Avant-hier à 15h12, heure française, la fusée Ariane 5 a décollée avec succès pour la 44ième fois depuis Kourou en Guyane. Cette mission n'est pas anodine puisque Ariane 5 transportait 2 bijoux technologiques dédiés à la Science dans son « petit » chapeau : les satellites européens Planck et Herschel.


Planck et Herschel sont 2 télescopes spatiaux mais ils sont très différents l'un de l'autre. Herschel est un télescope relativement classique permettant l'observation dans l'infrarouge moyen et lointain à l'aide d'un miroir de 3,5 m de diamètre alors que Planck permet l'observation du rayonnement fossile micro-onde à l'aide de bolomètres ultrasensibles fonctionnant à très basses températures.


Ce billet est spécialement consacré au satellite Planck qui est un peu spécial. Planck doit d'abord atteindre un point particulier de l'espace (le point de Lagrange L2 qu'il atteindra dans 3 mois) pour pouvoir commencer à fonctionner pendant un peu moins de 2 ans.


Planck : comme Max

Le nom de ce satellite vient du physicien allemand Max Planck,  un des pères de la physique quantique, mais quel est le rapport ? Ce satellite a pour ambition de déterminer avec une extrême précision ce que les astrophysiciens appellent le rayonnement de fond cosmologique. Ce rayonnement est une application parfaite de ce qu'on appelle le rayonnement du corps noir, problème justement résolu par Max Planck à la fin du 19ième siècle et qui permettra à Planck d'élaborer en 1900 à la théorie des quanta qui deviendra plus tard la fameuse physique quantique. L'étude du rayonnement électromagnétique d'un corps noir permet de calculer la température d'un objet à partir de l'analyse de son spectre, voir le billet Comment mesurer la température d'une étoile qui explique en détail tout ceci.

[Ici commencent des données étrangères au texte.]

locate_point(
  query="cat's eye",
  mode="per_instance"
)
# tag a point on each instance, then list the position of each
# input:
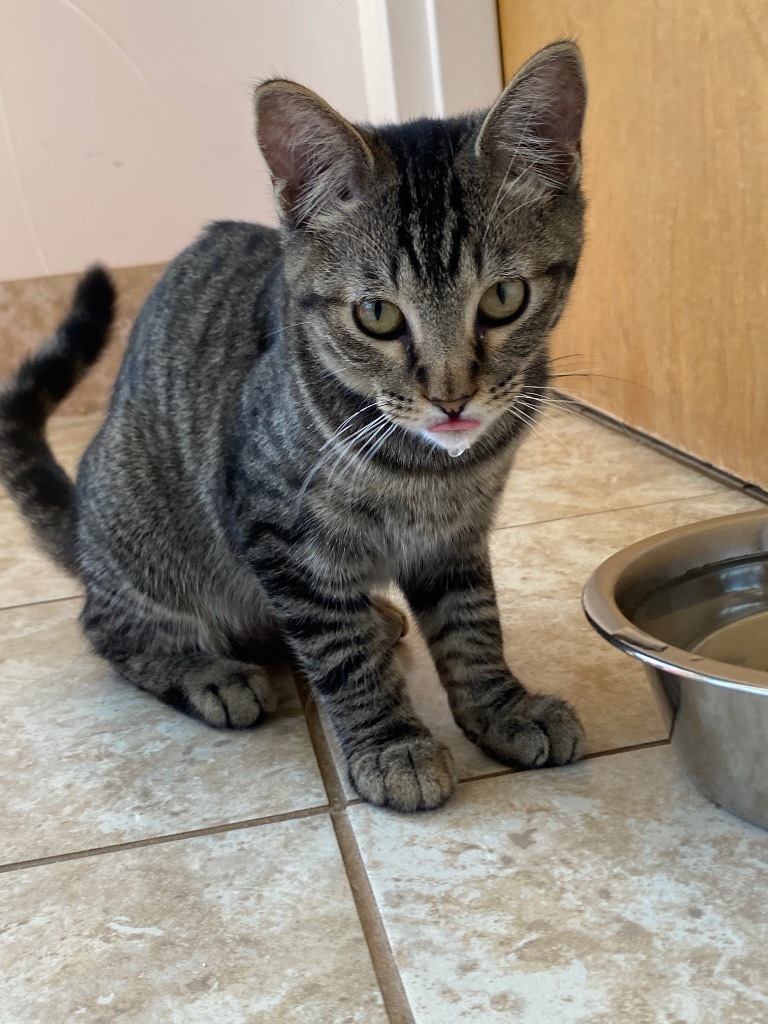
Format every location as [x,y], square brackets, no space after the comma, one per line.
[504,301]
[378,317]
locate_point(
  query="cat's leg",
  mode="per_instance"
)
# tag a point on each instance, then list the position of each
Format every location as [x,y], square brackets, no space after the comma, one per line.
[344,643]
[457,611]
[221,691]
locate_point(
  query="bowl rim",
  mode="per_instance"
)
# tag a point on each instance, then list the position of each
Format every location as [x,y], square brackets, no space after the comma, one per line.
[671,554]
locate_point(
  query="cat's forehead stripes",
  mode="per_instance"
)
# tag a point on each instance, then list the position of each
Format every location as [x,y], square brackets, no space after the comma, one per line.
[433,223]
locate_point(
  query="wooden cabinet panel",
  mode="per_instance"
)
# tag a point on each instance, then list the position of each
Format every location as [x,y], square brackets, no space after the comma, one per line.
[671,304]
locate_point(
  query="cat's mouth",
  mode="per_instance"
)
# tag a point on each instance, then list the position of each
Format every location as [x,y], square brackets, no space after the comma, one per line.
[455,423]
[455,434]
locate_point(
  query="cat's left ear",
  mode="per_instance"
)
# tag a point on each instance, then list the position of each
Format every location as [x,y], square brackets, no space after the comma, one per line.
[318,162]
[535,127]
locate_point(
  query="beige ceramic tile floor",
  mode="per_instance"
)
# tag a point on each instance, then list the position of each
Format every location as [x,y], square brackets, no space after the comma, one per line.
[153,869]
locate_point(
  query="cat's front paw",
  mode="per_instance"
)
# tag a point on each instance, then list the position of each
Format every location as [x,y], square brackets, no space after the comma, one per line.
[529,731]
[411,774]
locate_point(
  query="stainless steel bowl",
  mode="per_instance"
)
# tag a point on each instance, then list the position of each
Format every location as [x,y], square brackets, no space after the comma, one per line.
[692,605]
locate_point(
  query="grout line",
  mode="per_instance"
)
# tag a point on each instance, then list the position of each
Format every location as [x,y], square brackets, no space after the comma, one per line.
[382,957]
[720,475]
[45,600]
[628,750]
[616,508]
[267,819]
[385,968]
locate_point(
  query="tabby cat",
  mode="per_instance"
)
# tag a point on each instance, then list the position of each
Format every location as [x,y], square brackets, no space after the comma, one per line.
[305,416]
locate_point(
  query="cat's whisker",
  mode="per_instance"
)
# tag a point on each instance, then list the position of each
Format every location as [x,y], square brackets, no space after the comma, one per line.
[336,435]
[528,417]
[368,457]
[499,195]
[347,445]
[339,449]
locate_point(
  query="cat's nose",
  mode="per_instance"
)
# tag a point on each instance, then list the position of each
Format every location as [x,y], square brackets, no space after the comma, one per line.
[454,407]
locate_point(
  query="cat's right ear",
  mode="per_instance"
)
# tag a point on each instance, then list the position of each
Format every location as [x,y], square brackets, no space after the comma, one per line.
[318,162]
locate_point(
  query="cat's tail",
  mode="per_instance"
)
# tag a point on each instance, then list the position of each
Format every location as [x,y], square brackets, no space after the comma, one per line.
[42,491]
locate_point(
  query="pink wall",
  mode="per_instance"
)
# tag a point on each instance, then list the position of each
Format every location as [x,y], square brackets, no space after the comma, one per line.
[126,124]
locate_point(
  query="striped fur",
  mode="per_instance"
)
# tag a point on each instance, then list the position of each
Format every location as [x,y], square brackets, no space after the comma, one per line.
[266,468]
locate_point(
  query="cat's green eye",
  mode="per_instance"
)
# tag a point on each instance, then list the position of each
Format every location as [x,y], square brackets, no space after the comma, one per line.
[503,301]
[379,317]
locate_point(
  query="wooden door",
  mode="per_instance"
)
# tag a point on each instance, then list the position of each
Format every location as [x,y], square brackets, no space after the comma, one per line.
[671,303]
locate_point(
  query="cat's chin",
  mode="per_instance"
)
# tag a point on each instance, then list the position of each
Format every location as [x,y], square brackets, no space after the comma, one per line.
[456,442]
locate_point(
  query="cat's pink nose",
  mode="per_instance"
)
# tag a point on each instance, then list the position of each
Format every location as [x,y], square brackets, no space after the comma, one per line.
[452,407]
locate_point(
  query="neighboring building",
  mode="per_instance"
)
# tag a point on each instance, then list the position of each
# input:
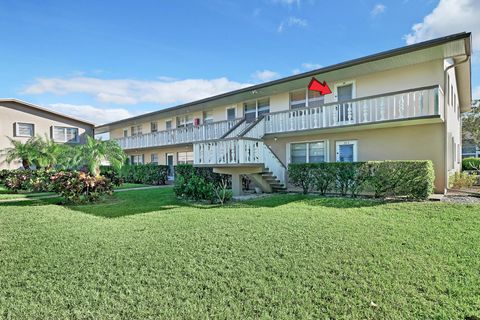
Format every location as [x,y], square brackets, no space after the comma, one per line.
[21,120]
[402,104]
[469,149]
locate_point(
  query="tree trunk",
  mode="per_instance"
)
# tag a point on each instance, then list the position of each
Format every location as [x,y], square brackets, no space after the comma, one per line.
[25,164]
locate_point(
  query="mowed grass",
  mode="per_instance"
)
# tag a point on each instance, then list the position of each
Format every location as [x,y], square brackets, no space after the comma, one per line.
[131,186]
[143,254]
[6,194]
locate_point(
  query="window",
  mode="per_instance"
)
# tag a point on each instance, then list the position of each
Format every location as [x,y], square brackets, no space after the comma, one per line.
[136,130]
[454,152]
[65,134]
[250,111]
[315,99]
[256,108]
[207,117]
[263,106]
[153,126]
[231,114]
[346,151]
[24,129]
[185,121]
[298,99]
[185,157]
[308,152]
[451,94]
[154,158]
[136,159]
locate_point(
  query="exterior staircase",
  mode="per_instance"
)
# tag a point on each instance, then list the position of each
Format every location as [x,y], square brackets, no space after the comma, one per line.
[241,150]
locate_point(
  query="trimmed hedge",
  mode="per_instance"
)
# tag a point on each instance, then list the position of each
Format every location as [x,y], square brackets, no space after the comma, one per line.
[411,179]
[471,164]
[73,186]
[26,180]
[144,173]
[79,187]
[195,183]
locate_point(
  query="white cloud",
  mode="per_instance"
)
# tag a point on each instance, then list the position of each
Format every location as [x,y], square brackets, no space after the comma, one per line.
[287,2]
[378,9]
[91,113]
[450,16]
[265,75]
[290,22]
[306,66]
[476,93]
[128,91]
[311,66]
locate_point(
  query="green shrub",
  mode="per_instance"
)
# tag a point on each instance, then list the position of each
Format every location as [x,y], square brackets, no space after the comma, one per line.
[471,164]
[460,180]
[186,170]
[78,187]
[324,177]
[112,174]
[27,180]
[196,184]
[412,179]
[152,174]
[300,175]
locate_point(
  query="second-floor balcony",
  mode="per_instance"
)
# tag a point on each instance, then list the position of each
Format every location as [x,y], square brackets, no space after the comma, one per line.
[208,131]
[404,105]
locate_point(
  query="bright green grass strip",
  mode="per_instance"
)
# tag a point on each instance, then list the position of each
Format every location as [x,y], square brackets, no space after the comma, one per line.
[6,194]
[146,255]
[131,185]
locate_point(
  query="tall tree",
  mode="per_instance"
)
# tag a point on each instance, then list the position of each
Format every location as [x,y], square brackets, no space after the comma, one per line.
[93,152]
[27,152]
[471,124]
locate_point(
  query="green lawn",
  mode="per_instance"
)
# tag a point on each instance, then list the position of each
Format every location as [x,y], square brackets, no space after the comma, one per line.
[131,186]
[146,255]
[6,194]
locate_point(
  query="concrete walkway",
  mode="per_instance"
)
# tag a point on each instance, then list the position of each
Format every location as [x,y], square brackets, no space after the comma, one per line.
[50,196]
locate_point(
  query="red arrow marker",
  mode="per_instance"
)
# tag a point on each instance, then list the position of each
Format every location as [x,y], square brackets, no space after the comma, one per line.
[321,87]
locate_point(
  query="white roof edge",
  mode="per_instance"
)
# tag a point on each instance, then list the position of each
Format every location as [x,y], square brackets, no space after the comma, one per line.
[35,106]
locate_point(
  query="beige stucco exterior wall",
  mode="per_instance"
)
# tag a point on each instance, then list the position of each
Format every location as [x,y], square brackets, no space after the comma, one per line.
[452,114]
[11,112]
[162,153]
[419,75]
[415,142]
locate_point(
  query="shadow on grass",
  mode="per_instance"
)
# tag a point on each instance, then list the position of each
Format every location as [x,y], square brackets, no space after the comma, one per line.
[163,199]
[310,200]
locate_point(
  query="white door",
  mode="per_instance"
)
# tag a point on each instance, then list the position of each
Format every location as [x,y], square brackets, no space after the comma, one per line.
[346,151]
[169,163]
[345,113]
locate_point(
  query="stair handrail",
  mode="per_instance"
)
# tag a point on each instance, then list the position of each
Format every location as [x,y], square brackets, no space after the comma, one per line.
[274,164]
[258,123]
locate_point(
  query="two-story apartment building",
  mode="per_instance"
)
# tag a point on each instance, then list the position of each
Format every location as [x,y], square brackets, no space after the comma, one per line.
[402,104]
[21,120]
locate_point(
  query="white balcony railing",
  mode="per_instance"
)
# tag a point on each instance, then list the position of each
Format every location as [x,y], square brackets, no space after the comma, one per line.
[392,106]
[401,105]
[235,151]
[229,151]
[209,131]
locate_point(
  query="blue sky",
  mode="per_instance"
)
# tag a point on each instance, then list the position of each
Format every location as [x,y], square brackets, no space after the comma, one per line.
[107,60]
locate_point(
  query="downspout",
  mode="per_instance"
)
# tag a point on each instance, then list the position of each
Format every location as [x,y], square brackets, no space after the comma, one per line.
[445,115]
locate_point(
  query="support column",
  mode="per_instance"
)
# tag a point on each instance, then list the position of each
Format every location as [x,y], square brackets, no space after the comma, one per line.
[237,184]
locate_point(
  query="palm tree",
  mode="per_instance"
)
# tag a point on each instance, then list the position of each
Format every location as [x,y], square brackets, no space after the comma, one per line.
[52,154]
[93,152]
[26,152]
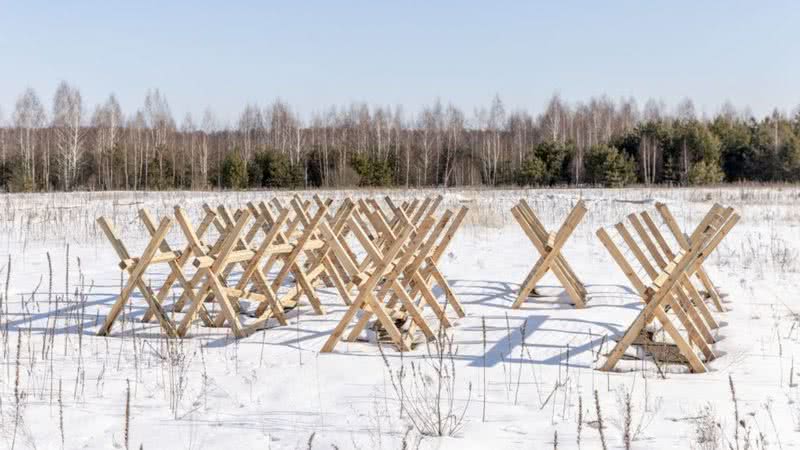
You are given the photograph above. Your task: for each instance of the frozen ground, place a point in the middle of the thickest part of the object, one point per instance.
(274, 390)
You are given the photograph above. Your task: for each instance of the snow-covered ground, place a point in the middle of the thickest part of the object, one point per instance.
(274, 390)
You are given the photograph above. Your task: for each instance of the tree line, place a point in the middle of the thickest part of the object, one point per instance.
(601, 142)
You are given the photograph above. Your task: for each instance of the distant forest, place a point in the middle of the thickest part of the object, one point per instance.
(69, 145)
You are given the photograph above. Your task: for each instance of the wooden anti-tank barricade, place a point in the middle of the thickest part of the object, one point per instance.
(549, 246)
(310, 240)
(400, 263)
(670, 289)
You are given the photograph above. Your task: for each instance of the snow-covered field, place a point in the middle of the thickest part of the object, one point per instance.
(274, 390)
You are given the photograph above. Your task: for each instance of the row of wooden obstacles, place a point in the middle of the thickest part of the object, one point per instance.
(669, 292)
(383, 261)
(381, 258)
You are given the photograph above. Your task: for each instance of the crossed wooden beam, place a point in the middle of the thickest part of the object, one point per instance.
(395, 278)
(549, 246)
(670, 291)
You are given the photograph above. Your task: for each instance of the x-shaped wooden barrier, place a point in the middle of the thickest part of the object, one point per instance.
(549, 246)
(683, 242)
(136, 268)
(671, 288)
(388, 266)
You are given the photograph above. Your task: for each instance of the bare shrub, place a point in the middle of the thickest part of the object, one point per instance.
(428, 392)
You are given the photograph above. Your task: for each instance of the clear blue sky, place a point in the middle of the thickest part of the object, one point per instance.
(318, 53)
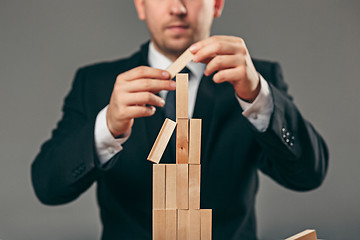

Le fond diffus cosmologique

On l'appelle aussi le rayonnement de fond cosmologique, le bruit de fond cosmologique ou plus simplement le rayonnement fossile, car il constitue le plus vieux fossile de notre Univers. D'après la théorie du Big-Bang, la première « lumière » a été émise par l'Univers 380 000 ans après sa création il y a 13 milliards d'années quand ce dernier c'était suffisamment refroidi à cause de son expansion (l'Univers s'était alors refroidi à 3000°C). A cet instant, les photons ont enfin pu se libérer pour aller vaquer à leur occupation favorite : se balader librement (on appelle cela rayonner en physique) créant ainsi de la lumière qui inondât l'Univers tout entier !

 

Ce rayonnement fossile primordial a été pensé théoriquement dans les années 40 et il a été détecté pour la première fois par le plus grand des hasards par 2 ingénieurs américains des laboratoires Bell en 1965 alors qu'ils travaillaient sur des antennes. Ils avaient détecté un « bruit de fond» qui perturbait leurs antennes dans toutes les directions du ciel. Ce bruit de fond constant présent dans toutes les directions autour des 160 GHz (micro-ondes) s'avéra être le fameux fond diffus cosmologique qui avait été prédit théoriquement mais qui demeurerait introuvable. Ce fut une énorme avancée pour la théorie du Big-Bang. Désormais ce rayonnement possède une température de 2,726 K comme l'Univers n'a pas cessé son expansion et donc son refroidissement.


Planck le cartographe

Un des objectifs scientifiques du satellite Planck est d'élaborer la « cartographie » la plus précise possible de ce rayonnement fossile qui possède d'infimes fluctuations. Deux missions américaines de la NASA ont déjà établi une cartographie relativement fine (COBE lancé en 1989 puis WMAP lancé en 2001) mais on cherche à quantifier encore plus précisément ces fluctuations qui ont certainement été à l'origine des futures grandes structures de notre Univers (Galaxies, amas, superamas....). Toute la cosmologie moderne se base essentiellement sur les fluctuations de ce rayonnement, d'où l'importance capitale de cette mission.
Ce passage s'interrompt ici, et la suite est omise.